The training session included myself, who directed the Martinsburg office, the Charleston-based district director and several others. Training went well in the morning, but the technician doing the teaching rushed through the last few hours.

All got out an hour early, but only three people understood what had been taught.

The Congressman put a premium on hiring individuals with personal effectiveness and problem-solving skills. Those skill-sets often do not match up with technical expertise. Eventually staffers who understood the system took care of the data and almost everyone else avoided it as much as possible and got by as well as it could.

There is no way that this extraordinarily expensive and complex system provided enough benefit to mitigate its cost and the difficulties incurred in using it.

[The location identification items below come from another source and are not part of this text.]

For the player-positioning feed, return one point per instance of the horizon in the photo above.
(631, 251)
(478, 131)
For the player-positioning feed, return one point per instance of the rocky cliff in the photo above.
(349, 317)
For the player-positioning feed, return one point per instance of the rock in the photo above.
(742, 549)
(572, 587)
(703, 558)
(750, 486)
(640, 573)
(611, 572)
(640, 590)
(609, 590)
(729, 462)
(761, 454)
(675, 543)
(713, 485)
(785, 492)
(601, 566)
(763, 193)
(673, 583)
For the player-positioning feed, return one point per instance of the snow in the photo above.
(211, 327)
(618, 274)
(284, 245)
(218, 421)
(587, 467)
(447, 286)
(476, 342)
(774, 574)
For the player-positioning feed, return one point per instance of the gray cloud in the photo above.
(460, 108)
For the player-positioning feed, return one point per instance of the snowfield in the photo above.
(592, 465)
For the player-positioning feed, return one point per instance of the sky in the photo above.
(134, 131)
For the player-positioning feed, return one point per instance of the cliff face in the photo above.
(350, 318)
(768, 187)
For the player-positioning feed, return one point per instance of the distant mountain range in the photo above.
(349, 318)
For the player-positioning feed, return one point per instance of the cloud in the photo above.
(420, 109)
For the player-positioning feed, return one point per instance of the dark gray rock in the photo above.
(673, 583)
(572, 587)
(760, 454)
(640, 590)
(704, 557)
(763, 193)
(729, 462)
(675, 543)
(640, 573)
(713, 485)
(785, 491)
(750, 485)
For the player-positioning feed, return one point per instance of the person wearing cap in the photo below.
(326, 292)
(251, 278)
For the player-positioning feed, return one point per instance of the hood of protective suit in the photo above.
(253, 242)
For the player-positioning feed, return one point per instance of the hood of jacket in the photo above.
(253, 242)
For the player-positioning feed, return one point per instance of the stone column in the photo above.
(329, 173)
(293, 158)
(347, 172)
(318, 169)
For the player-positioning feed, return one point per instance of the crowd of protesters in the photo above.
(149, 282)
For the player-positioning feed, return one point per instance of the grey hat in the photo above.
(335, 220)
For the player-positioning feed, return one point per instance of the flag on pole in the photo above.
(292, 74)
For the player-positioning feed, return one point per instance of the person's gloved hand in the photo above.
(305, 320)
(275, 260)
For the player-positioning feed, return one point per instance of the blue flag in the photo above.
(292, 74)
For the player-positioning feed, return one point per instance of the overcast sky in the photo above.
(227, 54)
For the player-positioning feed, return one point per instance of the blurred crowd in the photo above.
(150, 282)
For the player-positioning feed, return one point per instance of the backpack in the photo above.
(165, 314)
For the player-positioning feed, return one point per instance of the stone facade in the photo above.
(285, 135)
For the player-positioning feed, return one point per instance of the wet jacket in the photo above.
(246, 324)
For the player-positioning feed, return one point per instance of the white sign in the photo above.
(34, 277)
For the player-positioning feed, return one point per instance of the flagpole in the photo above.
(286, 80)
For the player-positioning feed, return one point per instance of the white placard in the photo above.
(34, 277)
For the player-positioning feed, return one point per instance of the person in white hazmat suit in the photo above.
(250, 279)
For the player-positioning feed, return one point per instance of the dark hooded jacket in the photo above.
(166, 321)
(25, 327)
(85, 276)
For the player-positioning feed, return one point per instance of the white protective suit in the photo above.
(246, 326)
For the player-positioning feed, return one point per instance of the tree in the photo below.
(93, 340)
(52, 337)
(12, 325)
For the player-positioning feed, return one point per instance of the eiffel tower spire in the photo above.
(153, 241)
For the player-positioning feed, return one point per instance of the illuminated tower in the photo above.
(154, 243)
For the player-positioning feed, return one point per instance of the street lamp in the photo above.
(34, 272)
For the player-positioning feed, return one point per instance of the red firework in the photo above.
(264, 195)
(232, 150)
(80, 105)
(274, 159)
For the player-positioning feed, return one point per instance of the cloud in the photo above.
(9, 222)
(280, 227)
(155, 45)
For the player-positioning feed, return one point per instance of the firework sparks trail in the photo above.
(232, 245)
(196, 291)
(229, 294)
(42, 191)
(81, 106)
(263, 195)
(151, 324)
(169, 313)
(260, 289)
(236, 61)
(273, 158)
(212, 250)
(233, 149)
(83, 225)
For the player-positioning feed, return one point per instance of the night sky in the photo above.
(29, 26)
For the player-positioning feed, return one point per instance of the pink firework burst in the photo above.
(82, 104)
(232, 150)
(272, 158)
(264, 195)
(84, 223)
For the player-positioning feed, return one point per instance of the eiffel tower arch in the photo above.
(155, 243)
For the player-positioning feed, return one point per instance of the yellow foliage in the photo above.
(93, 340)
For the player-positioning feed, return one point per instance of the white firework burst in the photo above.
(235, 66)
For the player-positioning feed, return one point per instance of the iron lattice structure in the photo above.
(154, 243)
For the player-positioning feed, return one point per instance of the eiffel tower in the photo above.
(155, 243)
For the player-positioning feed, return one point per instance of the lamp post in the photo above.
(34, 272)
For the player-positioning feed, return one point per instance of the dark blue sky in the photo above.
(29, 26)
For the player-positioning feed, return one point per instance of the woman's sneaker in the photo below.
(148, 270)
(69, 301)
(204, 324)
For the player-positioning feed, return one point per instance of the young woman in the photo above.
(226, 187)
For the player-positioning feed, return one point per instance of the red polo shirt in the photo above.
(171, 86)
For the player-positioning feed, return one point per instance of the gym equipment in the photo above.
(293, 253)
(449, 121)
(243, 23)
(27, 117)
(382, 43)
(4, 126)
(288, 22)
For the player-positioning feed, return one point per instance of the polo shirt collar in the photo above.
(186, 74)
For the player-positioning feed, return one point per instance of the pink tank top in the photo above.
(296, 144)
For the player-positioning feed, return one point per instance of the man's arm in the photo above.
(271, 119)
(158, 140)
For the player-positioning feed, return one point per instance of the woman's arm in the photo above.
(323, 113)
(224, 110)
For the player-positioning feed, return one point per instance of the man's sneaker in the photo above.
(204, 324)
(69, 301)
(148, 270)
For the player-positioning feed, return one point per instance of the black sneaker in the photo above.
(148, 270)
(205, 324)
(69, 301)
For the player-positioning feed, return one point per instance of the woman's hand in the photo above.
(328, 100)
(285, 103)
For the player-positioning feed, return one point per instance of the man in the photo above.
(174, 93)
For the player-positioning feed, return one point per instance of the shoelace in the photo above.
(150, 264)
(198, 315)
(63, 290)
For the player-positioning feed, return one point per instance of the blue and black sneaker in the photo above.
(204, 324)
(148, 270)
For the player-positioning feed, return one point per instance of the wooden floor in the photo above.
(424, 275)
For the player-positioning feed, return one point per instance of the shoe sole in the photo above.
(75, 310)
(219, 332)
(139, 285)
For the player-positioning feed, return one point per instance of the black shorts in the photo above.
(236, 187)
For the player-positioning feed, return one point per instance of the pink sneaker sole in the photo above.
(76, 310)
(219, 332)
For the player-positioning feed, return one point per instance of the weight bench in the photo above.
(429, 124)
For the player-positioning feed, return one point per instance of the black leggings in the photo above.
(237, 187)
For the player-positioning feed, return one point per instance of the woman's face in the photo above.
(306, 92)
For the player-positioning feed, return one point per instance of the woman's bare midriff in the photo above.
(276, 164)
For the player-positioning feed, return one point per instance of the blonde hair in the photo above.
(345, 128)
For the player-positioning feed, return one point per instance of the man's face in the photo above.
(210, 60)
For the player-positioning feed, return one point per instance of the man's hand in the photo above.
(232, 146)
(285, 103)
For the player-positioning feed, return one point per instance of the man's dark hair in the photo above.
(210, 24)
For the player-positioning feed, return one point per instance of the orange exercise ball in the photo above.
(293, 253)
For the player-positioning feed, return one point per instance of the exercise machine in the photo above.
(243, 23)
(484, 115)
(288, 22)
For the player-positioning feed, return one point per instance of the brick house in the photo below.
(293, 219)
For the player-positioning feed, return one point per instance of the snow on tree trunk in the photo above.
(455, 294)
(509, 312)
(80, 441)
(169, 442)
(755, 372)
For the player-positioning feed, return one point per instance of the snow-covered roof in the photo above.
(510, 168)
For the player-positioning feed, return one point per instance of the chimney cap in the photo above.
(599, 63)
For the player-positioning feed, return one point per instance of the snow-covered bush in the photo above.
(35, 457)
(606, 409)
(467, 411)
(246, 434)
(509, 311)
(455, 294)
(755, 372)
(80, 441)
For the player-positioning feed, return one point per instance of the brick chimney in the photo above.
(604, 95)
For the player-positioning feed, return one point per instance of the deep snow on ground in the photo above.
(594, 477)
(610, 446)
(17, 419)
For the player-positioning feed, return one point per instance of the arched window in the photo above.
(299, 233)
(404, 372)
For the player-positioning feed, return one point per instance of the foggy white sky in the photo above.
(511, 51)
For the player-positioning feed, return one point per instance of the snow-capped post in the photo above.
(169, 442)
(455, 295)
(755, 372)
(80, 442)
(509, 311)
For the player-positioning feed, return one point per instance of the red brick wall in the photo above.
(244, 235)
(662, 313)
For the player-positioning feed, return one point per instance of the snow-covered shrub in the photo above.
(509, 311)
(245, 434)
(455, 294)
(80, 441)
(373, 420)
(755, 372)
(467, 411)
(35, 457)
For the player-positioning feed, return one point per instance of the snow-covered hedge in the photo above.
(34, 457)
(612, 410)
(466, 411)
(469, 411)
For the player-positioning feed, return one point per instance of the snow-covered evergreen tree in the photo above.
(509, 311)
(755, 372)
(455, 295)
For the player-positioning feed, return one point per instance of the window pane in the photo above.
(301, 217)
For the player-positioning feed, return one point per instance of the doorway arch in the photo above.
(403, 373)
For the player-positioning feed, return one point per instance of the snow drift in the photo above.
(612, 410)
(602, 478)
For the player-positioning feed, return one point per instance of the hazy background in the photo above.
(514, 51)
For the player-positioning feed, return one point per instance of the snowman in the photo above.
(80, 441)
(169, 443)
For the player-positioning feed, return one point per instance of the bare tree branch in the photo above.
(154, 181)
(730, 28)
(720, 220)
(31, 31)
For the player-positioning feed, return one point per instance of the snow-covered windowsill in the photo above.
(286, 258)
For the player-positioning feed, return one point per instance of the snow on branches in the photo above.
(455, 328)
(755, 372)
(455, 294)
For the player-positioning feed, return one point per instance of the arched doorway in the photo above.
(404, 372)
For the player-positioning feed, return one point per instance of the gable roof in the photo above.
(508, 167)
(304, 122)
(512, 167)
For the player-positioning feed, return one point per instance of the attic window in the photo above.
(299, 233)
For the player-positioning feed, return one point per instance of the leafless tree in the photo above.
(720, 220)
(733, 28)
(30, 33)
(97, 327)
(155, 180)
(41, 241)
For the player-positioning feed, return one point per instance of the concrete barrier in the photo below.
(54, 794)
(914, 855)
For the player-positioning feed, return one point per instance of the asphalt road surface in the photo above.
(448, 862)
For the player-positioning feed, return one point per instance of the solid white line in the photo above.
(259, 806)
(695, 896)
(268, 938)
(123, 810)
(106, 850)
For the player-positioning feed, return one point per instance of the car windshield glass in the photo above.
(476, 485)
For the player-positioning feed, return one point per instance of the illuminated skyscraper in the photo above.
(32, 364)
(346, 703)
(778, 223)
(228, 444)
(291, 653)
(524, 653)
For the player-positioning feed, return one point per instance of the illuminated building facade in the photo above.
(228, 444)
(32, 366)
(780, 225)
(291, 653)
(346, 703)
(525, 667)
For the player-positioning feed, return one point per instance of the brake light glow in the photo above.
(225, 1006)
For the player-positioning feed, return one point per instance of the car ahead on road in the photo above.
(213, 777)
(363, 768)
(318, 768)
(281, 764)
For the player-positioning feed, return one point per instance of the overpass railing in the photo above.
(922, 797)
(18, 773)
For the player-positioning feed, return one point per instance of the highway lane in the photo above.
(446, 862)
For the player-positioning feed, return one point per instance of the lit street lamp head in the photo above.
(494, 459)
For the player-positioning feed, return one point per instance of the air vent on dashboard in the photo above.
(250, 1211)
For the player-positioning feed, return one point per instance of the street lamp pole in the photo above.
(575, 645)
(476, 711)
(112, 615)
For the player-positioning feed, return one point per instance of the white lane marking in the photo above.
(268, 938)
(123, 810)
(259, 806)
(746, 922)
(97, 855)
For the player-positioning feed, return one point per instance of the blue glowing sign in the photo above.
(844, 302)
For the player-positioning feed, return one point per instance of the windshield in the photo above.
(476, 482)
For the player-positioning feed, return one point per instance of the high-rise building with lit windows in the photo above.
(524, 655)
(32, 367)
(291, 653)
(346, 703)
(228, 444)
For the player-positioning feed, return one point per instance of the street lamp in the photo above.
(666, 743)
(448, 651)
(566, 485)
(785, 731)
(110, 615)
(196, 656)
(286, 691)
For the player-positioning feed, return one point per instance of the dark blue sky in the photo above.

Planners bought it assuming the best case scenario of staff for whom the digital realm served as their natural habitat, not a range of ages from a 19 year old office assistant to an octogenarian former State Legislator.

The 19 year old ended up one of the most proficient at helping others use the system.  Congressman Mooney’s staff attacked casework with gusto and found workarounds to the system, delivering great constituent service, but the records and data system was a hindrance and not often a help.

This pattern likely repeats across the federal government. The Department of Government Efficiency ought to examine this issue through the lens of an intimidating mountain of complexity facing administrators who intend to do well, but end up hamstrung.

Another issue of the “best case scenario” serving as the enemy of the good lies in an example far afield from congressional offices.

For three years, I was in teacher education at Marshall University. A pattern existed in the textbooks used for educational psychology and other teacher education courses that all but a handful of instructors parroted.

Aspiring teachers learned from texts that assumed a perfect classroom full of children excited and eager each day to learn. The educational system obviously wanted to mimic this approach, because in this same era school systems started passing block scheduling, expanding classes from the 45 to 55 minute “Carnegie Units” to two hours or more.

A pat answer existed to questions of what happens if students do not demonstrate eagerness to learn or excitement to come to school. That was almost always “teach better.” It implied that teachers who had difficult students – or whose classes were full of people bored with a certain subject for two hours – were the ones at fault for imperfect results.

How much damage did that “pie in the sky” approach do to teacher morale, individually and collectively – especially as the 21st century and its myriad problems of social degeneration struck?

Carnegie units came from research in how long an individual could productively tolerate a subject they did not like. If a student hates math and does not perform well at it, almost no teacher will inspire love of that subject in 45 minutes. Two hours enduring such a situation becomes downright counterproductive.

They reflected the reality of mass education, as opposed to those who wished for a different scenario.

Assuming the best case scenario and expecting results based on it stems from lazy application of policy. It conveniently ignores that Aristotlean reality brings more complexity than idealistic theory or planning, but places the blame squarely on those who try their best with less than perfect tools at their disposal.

And all too often, government protocols and regulations stifle any initiative on better ways to deal with such issues.

That does not mean that the pursuit of excellence should be abandoned, but that one must start where the subjects are and go from there.

Wisdom teaches that one should expect the best, yet prepare for the worst. Perhaps one of the biggest follies of government has lain in, from time to time, simply expecting the best while remaining blind to either how to get there or even what that looks like.